My understanding is that all the hot shoe does is when the camera fires, the middle (trigger) and side (ground) pins are shorted (as also explained in this thread). I have confirmed this by connecting the contacts from the hot shoe to an interrupt input of my controller, and when I manually trigger the camera, it seems to behave just like a switch input.

However, it looks like if the ground from the camera hot shoe and the one from the ClearCore are commoned, the camera stops triggering when it receives a trigger signal from the controller, which is problematic since I am not looking to trigger the camera manually but programmatically.

I have built the circuit below using an optocoupler (the ISQ74) to keep the 9V camera power supply and the Clear Core power completely isolated.

enter image description here

My expectation would have been that when the hot shoe is in its normally open state, 52 mA flow from the camera power supply through the optocoupler LED, activating the phototransistor causing the ClearCore input to register a logic high. As the camera triggers and the hot shoe closes the contact, current will flow straight through ground and the optocoupler will stop conducting, making the ClearCore register a logic low.

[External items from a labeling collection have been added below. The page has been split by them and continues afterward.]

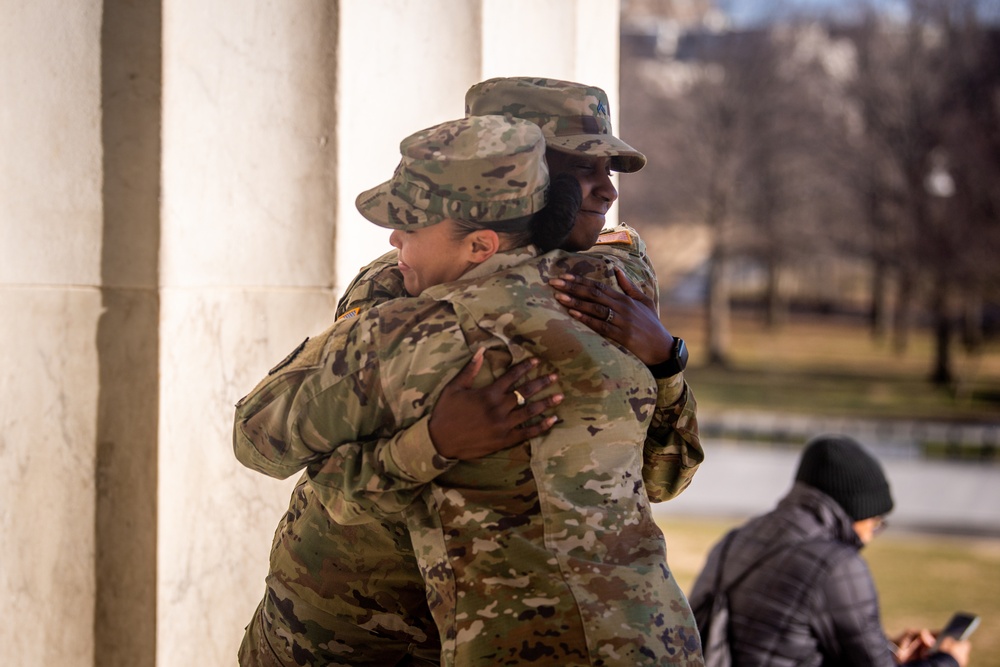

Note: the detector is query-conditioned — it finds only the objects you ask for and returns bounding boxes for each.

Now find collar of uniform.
[423,245,538,299]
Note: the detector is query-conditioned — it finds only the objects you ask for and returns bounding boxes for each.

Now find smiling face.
[545,149,618,251]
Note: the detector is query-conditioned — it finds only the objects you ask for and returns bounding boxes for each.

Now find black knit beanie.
[795,435,892,521]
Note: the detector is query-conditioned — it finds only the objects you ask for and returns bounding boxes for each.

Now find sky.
[716,0,905,26]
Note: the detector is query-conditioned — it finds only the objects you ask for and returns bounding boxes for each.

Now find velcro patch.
[337,308,361,322]
[267,338,309,375]
[595,229,632,245]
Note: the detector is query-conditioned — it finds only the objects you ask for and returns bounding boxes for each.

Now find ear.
[465,229,500,264]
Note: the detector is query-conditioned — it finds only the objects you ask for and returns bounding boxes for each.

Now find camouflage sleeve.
[233,302,458,524]
[587,224,705,502]
[337,250,406,319]
[642,373,705,503]
[583,224,660,312]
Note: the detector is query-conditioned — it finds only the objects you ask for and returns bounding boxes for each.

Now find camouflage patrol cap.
[355,115,549,230]
[465,76,646,173]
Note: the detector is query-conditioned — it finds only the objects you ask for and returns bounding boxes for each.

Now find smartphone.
[931,611,979,653]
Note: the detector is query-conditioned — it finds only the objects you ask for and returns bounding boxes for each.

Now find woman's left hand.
[549,267,674,366]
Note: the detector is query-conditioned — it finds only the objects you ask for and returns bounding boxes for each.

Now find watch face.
[674,338,687,370]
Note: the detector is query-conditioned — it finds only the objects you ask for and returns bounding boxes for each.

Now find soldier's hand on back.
[428,349,563,461]
[549,267,674,366]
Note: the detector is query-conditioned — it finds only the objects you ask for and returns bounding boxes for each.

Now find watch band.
[649,337,688,379]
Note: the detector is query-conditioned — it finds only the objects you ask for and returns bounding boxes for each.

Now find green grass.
[661,307,1000,667]
[663,308,1000,422]
[660,518,1000,667]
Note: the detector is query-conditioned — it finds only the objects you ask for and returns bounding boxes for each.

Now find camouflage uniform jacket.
[337,224,705,502]
[235,249,701,665]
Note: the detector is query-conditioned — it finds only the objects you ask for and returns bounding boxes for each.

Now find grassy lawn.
[660,518,1000,667]
[663,307,1000,422]
[662,306,1000,667]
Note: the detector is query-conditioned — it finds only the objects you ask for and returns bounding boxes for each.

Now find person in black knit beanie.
[690,435,970,667]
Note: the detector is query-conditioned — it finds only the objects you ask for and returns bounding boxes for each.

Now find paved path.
[654,413,1000,536]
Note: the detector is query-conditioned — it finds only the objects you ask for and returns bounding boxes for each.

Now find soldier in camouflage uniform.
[234,116,701,665]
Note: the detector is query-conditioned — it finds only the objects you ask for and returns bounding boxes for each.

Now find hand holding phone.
[931,611,979,653]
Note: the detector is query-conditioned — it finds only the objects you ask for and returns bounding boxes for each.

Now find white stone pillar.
[156,0,339,667]
[0,0,102,667]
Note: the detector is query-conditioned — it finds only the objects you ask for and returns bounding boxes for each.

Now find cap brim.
[354,181,444,229]
[545,134,646,174]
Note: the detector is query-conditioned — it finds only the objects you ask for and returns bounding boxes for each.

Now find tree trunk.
[892,271,913,354]
[868,259,891,340]
[931,283,954,386]
[705,240,729,368]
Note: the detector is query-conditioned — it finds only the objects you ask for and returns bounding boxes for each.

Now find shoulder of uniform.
[594,224,639,245]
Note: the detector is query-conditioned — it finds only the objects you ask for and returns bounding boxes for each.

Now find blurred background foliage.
[619,0,1000,394]
[618,0,1000,667]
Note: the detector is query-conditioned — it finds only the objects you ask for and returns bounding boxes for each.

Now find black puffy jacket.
[690,483,957,667]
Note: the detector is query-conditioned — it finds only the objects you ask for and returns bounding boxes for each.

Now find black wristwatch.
[649,337,687,378]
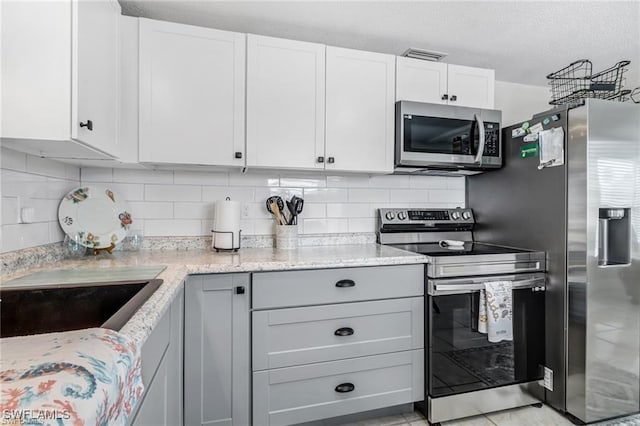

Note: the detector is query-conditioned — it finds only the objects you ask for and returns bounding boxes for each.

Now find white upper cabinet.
[396,56,495,109]
[247,34,325,169]
[325,46,395,173]
[139,19,246,167]
[71,0,120,154]
[0,0,120,159]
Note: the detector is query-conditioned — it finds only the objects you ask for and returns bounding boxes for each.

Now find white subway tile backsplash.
[298,219,349,234]
[26,155,70,180]
[113,169,173,183]
[303,188,349,203]
[144,219,203,237]
[1,153,465,251]
[174,202,215,220]
[2,197,20,225]
[429,189,465,207]
[391,189,430,203]
[327,203,375,217]
[409,176,450,189]
[173,170,229,186]
[128,201,173,219]
[302,203,327,221]
[348,217,376,232]
[349,188,390,203]
[144,185,202,201]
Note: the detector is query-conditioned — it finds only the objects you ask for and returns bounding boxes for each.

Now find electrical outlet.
[240,203,250,219]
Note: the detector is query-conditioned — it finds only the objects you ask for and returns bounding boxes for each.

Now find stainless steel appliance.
[377,209,545,422]
[467,100,640,423]
[395,101,502,175]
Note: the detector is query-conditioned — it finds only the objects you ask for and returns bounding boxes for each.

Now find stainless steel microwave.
[395,101,502,175]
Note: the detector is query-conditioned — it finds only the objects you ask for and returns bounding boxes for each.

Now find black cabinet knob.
[335,383,356,393]
[80,120,93,131]
[333,327,353,337]
[336,280,356,288]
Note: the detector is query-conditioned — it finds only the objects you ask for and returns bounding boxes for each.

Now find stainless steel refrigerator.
[467,100,640,422]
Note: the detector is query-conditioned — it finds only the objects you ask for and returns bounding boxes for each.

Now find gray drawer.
[252,264,424,309]
[253,349,424,425]
[253,297,424,370]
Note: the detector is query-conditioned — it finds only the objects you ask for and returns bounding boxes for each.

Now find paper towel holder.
[211,229,242,252]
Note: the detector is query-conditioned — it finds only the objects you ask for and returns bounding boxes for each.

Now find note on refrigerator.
[538,127,564,170]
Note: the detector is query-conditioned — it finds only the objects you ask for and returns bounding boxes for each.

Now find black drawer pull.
[333,327,353,336]
[80,120,93,131]
[336,383,356,393]
[336,280,356,288]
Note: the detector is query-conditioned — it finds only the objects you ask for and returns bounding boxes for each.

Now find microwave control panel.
[482,123,500,157]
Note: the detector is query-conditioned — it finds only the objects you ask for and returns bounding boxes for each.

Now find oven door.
[425,273,545,398]
[396,101,502,168]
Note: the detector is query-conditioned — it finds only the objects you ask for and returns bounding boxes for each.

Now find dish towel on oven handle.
[478,281,513,343]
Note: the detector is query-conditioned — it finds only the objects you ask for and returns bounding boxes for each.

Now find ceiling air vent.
[402,47,448,62]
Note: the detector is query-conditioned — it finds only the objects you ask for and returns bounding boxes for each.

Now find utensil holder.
[276,225,298,250]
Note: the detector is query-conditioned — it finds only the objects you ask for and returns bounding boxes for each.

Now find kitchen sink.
[0,279,162,337]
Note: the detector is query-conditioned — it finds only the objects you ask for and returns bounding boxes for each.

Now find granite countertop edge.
[101,244,426,347]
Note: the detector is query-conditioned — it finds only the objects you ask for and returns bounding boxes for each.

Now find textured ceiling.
[120,0,640,88]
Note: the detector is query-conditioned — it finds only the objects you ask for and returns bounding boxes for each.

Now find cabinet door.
[133,344,170,426]
[71,0,120,156]
[448,65,495,109]
[247,34,325,169]
[325,46,395,173]
[396,56,447,104]
[184,274,251,426]
[140,19,245,167]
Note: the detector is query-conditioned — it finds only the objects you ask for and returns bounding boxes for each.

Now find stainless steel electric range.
[377,208,546,423]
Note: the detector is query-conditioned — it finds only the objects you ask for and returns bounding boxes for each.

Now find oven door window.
[425,288,544,397]
[404,114,478,155]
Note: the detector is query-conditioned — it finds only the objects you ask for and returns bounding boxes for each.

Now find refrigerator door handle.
[473,114,485,164]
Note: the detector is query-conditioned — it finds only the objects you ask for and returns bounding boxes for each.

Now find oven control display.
[408,210,449,220]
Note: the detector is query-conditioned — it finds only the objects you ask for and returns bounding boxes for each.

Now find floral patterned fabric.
[0,328,144,426]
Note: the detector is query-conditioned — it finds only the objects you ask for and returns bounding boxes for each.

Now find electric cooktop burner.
[390,242,530,256]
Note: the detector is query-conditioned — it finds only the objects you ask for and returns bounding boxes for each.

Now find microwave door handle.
[473,114,485,164]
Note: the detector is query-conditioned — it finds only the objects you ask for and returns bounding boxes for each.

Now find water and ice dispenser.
[598,207,631,266]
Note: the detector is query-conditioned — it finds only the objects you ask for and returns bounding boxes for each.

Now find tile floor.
[344,405,640,426]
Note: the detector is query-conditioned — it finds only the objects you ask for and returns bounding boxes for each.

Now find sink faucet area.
[0,279,162,337]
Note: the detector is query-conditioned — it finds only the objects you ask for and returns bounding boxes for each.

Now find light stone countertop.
[1,244,426,346]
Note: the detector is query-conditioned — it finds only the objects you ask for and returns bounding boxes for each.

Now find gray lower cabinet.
[132,288,184,426]
[252,264,424,426]
[184,274,251,426]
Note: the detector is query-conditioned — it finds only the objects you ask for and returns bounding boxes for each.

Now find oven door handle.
[428,277,546,296]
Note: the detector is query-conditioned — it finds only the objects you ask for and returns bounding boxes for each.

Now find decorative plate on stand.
[58,185,133,249]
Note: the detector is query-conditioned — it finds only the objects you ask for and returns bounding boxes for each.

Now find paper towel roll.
[212,198,240,249]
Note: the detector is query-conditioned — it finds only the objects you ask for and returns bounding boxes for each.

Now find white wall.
[0,148,80,253]
[495,81,552,127]
[81,168,465,236]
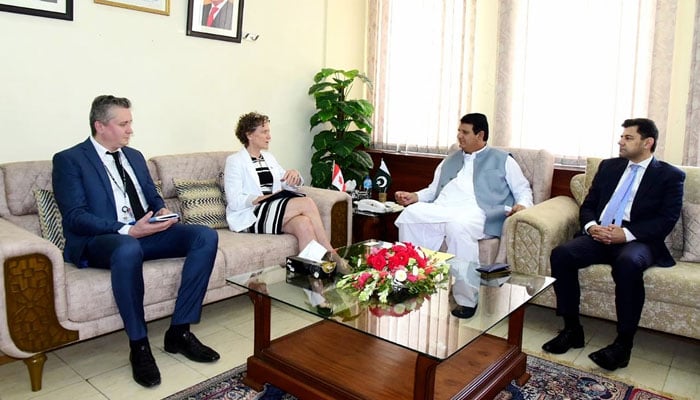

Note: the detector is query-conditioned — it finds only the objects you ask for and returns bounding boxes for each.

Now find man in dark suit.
[52,95,219,387]
[202,0,233,29]
[542,118,685,371]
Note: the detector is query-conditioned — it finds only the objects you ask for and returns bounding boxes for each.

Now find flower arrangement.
[336,242,449,304]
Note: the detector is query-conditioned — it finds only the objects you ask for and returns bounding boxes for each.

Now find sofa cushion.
[681,203,700,262]
[34,189,66,250]
[173,179,228,229]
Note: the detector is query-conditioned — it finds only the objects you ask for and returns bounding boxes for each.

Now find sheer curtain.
[368,0,476,153]
[683,0,700,165]
[368,0,680,164]
[494,0,676,164]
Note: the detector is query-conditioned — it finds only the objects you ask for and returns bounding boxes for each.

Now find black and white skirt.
[247,197,290,235]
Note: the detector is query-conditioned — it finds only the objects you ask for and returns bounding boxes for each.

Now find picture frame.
[95,0,170,15]
[187,0,244,43]
[0,0,73,21]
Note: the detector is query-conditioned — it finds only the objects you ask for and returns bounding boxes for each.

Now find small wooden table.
[352,209,401,243]
[227,244,554,400]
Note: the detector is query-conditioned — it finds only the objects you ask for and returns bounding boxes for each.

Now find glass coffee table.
[227,241,554,400]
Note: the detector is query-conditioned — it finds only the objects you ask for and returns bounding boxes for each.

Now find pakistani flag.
[374,158,391,193]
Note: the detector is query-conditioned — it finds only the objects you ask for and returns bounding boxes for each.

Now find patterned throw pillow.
[681,203,700,262]
[34,189,66,250]
[173,179,228,229]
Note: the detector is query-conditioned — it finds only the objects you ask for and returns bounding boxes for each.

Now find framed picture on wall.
[95,0,170,15]
[0,0,73,21]
[187,0,243,43]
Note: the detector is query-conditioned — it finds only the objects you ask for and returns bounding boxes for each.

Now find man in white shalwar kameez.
[396,113,532,318]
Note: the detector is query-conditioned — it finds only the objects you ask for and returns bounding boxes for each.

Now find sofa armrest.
[301,186,352,248]
[506,196,579,276]
[0,218,78,358]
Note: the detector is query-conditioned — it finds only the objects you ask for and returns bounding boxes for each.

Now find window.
[369,0,673,164]
[497,0,655,164]
[369,0,474,152]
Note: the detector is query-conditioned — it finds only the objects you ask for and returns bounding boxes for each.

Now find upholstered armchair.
[504,158,700,339]
[474,146,554,264]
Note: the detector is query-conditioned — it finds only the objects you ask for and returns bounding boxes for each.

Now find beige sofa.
[462,145,554,264]
[506,158,700,339]
[0,152,352,390]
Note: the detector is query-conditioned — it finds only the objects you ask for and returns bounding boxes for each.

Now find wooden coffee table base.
[243,292,529,400]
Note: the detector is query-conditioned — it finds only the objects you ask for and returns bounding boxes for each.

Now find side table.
[352,209,401,243]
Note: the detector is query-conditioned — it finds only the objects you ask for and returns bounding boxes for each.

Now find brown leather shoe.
[542,326,585,354]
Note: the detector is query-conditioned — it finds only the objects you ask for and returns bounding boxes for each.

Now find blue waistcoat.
[435,147,515,237]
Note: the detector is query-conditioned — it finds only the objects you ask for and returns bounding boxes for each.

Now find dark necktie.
[107,151,146,220]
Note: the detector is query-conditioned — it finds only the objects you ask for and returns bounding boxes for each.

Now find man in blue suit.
[542,118,685,371]
[52,95,219,387]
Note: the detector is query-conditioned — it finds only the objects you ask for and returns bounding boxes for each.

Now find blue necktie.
[600,164,639,226]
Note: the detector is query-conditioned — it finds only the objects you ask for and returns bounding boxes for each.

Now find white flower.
[394,268,408,282]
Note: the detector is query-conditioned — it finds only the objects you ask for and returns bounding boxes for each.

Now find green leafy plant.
[309,68,374,188]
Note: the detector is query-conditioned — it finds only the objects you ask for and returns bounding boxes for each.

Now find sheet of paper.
[421,247,454,261]
[299,240,328,262]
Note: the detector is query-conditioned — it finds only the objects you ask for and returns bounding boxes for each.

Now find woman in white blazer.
[224,112,342,262]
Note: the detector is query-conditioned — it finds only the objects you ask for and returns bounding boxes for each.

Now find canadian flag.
[331,163,345,192]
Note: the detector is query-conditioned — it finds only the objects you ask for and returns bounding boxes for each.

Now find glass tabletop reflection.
[227,240,554,359]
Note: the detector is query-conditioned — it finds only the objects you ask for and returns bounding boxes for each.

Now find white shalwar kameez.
[395,152,532,307]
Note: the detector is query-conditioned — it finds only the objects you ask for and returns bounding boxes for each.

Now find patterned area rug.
[166,355,671,400]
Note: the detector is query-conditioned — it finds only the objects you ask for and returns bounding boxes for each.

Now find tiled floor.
[0,296,700,400]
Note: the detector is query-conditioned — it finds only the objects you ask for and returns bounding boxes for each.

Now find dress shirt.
[583,156,653,242]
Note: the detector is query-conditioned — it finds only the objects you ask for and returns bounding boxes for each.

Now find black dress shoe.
[588,342,632,371]
[542,326,585,354]
[452,305,478,318]
[129,344,160,387]
[164,330,219,362]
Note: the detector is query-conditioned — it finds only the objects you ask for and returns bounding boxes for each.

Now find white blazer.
[224,148,303,232]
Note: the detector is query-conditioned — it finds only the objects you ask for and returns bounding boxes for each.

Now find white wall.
[0,0,366,179]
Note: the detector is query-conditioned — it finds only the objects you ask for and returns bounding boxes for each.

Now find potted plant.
[309,68,374,188]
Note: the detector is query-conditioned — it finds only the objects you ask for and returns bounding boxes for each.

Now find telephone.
[357,199,403,214]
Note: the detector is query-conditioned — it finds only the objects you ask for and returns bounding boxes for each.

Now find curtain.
[683,2,700,165]
[494,0,677,164]
[368,0,476,153]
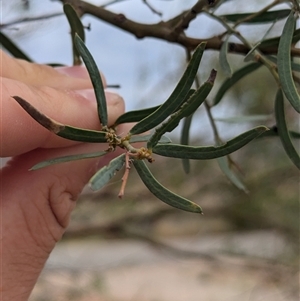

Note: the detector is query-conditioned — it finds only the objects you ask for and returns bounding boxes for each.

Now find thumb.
[0,78,124,157]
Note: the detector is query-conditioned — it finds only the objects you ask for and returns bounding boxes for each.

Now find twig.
[59,0,300,57]
[118,152,130,199]
[0,13,64,29]
[174,0,218,33]
[142,0,162,17]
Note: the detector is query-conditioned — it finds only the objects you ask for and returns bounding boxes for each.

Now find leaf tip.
[207,69,217,84]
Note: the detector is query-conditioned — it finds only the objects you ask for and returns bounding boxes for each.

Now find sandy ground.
[30,231,299,301]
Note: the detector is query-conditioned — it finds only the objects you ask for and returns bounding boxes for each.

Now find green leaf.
[133,160,202,213]
[219,9,290,24]
[89,154,125,191]
[217,156,248,193]
[129,133,172,143]
[13,96,107,143]
[258,125,300,139]
[64,3,85,65]
[30,151,107,170]
[129,43,206,135]
[213,62,262,106]
[152,126,268,160]
[147,70,217,149]
[75,34,108,126]
[180,114,194,174]
[275,89,300,169]
[0,31,32,62]
[219,35,232,77]
[114,105,160,126]
[267,55,300,72]
[277,11,300,113]
[214,115,272,123]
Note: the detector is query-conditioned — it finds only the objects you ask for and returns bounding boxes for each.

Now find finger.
[0,50,106,90]
[0,121,130,230]
[0,78,124,157]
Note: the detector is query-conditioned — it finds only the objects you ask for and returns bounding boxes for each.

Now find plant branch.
[60,0,300,57]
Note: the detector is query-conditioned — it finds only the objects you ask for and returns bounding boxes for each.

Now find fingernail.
[75,89,96,101]
[55,66,89,79]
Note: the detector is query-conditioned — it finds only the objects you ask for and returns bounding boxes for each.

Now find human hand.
[0,52,125,301]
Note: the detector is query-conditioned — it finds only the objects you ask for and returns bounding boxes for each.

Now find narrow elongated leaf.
[244,22,276,62]
[129,133,172,143]
[220,9,290,24]
[219,36,232,77]
[30,151,107,170]
[275,89,300,169]
[89,154,125,191]
[267,55,300,72]
[114,105,160,126]
[214,115,272,123]
[13,96,107,143]
[133,160,202,213]
[147,70,217,149]
[180,114,194,174]
[75,34,108,126]
[257,125,300,139]
[152,126,268,160]
[130,43,206,135]
[277,11,300,113]
[213,63,262,106]
[64,3,85,65]
[0,31,32,62]
[217,156,248,193]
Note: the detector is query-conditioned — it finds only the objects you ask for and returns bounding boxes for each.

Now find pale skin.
[0,52,126,301]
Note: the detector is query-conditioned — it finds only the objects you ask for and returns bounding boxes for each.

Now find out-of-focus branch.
[0,12,64,29]
[60,0,300,56]
[174,0,219,33]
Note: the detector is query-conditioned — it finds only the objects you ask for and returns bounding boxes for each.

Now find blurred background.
[0,0,299,301]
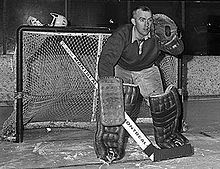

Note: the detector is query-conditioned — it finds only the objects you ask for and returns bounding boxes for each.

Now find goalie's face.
[131,9,153,38]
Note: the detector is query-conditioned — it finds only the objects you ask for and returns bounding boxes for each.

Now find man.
[98,6,184,98]
[95,6,187,161]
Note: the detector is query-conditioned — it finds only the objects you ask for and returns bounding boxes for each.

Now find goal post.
[1,26,178,142]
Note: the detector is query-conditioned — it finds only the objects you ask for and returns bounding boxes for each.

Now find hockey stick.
[60,41,194,161]
[60,41,156,161]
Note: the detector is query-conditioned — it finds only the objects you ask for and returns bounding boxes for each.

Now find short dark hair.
[132,5,152,18]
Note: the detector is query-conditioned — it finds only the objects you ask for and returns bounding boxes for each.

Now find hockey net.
[0,27,178,140]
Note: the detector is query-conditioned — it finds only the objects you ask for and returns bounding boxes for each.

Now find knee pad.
[149,85,188,148]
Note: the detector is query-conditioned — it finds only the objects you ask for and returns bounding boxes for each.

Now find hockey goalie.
[94,77,191,163]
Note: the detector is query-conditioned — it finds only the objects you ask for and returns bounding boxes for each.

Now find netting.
[0,28,177,140]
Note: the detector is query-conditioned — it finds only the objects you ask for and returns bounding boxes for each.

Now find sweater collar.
[131,26,151,43]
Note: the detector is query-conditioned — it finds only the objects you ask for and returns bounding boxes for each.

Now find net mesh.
[0,27,177,139]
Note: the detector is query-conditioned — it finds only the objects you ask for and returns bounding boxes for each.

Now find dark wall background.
[0,0,220,55]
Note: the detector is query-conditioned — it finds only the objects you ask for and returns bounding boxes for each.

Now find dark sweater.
[98,24,183,77]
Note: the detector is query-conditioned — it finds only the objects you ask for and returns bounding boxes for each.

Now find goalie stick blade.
[153,144,194,162]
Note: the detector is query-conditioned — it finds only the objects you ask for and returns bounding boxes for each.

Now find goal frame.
[15,25,182,142]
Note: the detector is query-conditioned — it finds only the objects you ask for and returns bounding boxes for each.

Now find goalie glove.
[153,14,184,56]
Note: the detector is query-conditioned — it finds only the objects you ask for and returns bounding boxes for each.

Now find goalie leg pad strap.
[149,85,187,148]
[99,77,125,126]
[94,78,143,162]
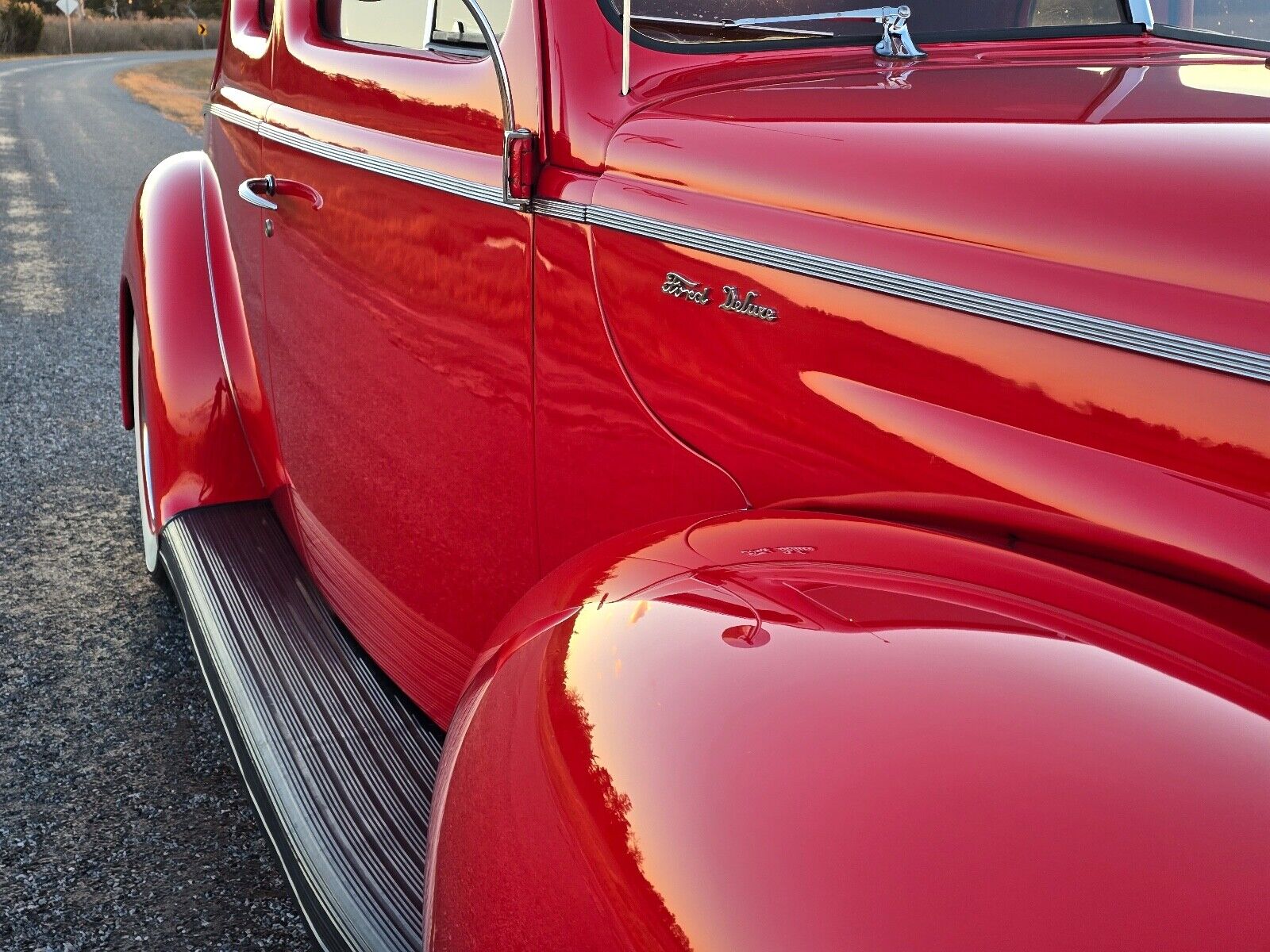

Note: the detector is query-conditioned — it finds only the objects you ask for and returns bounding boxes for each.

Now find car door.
[256,0,537,725]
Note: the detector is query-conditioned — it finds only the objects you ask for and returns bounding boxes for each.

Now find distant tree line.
[25,0,221,19]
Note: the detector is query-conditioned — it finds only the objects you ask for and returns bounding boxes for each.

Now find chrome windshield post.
[1128,0,1156,33]
[464,0,533,211]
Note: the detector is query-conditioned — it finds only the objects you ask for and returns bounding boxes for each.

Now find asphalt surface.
[0,53,314,952]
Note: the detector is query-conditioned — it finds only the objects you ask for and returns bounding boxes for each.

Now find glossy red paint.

This seems to work when connecting the circuit to a bench power supply - if I simulate the hotshoe using a jumper wire, I can measure continuity at the opto output when the switch is open and an open circuit when the jumper connects to ground. However when I try integrate it with the rest of the hardware, the LED seems to be conducting no matter whether the hot shoe switch is open or closed, and the ClearCore input is always "high".

What's even more bizarre is that manually shorting the hotshoe contacts with a jumper seems to yield the desired results.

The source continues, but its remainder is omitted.